I like your fence analogy. Can you now extend it to illustrate how a Bayesian fence would look like? I’m curious to know.

PS. Research fraud is akin to a contractor who told you he constructed a 8 feet high electrified fence with razor wire but in reality just planted a tiny hedge. Or, even more apt, a contractor who gets paid purely by the number of fences (journal articles) he claims to have constructed every day.

IMHO getting rid of fences themselves is not the natural solution to this problem.

Rahul:

Rather than a fence, I’d prefer a series of hedges. With some guard dogs and some locks on the jewelry, just in case. To put it another way, no, I don’t think there’s a Bayesian fence. The problem with the “fence” is that it is an attempt to divide messy continuous reality into discrete Yes and No decisions. Sometimes, of course, we do need to make decisions. But I don’t think it’s the role of the scientific process to make a yes/no decision on hypotheses about social priming or whatever. I prefer to accept that these phenomena exist in some form but that the effects vary by person and by circumstance and not try so hard to get to a position of certainty.

Andrew:

I think the crux is if you like or hate yes / no decisions. I think in practical applications those are terribly important and there really isn’t a good way to circumvent them.

Imagine I’m Underwriters Laboratories or some such. Most of my guidelines are currently of the form

“If storing valuables need fence of 6 feet “or similar.I don’t know if one could frame Bayesian codes specifying which combinatorial combinations of hedges, dogs and locks are recommended and which not.

In other words, I can see how one could live with it for a purely academic study on, say,

“hypotheses about social priming”but for a lot of more practical matters I’m still stumped how one could adopt your prescriptions.Rahul:

I would like scientific papers and research reports more generally to acknowledge uncertainty and variation rather than (1) implying that a single study or set of small experiments has established the truth and (2) implying that this truth is eternal.

When it is time to make decisions, corporate or otherwise, I think decision makers should use all available information rather than treating a single claim as true, just because it happens to be statistically significant and published.

In BDA, we have a chapter on decision analysis; this should give some insight on how my approach would work there.
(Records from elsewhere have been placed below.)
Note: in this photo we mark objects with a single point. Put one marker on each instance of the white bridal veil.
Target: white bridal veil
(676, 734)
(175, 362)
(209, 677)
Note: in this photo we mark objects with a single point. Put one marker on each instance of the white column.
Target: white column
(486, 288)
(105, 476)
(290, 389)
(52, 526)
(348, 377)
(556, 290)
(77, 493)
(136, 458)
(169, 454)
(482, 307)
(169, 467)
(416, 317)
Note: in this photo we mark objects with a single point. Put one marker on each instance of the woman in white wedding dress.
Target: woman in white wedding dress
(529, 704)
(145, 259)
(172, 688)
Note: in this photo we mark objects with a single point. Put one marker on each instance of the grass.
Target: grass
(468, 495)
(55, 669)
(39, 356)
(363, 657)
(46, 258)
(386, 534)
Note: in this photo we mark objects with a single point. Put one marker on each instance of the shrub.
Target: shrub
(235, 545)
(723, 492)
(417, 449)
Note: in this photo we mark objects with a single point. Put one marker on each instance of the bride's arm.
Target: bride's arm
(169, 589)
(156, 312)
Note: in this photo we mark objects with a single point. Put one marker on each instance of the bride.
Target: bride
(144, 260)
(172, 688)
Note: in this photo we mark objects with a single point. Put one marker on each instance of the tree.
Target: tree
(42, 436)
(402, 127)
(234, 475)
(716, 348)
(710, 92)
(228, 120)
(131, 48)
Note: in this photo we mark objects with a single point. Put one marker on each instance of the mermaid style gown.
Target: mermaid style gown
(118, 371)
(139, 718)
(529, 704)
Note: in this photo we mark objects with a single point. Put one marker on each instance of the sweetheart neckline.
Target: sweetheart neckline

But the papers in Psychological Science etc are not about decision making, and I don’t see the usefulness of yes/no decisions there.

> divide messy continuous reality into discrete Yes and No decisions

that are almost completely delegated to statistical machinery that investigators are excused from being expected to understand themselves but are coached to carry out in ways that hides thier lack of understanding (e.g. using the correct degrees of freedom).

Much more insidious – the “police” direct “winners” (judged to have not broken any rules) through the fences of unsuspecting families’ homes, assuring the winners that they are the real owners of these home and anyone who thinks otherwise just does not understand “due process of law” and will not be allowed to make claims of ownership in any court.

[…] working on the definition of probability post, I saw Gelman’s advertisement subtitled “Can we use Bayesian methods to resolve the current crisis of unreplicable […]

Hi Andrew,

Thanks for posting those slides! Regarding the last two slides though, are those data just hypothetical or did they come from somewhere? The data seem to be partitioned into the same groups on both slides, but still appear quite different. Am I missing something here?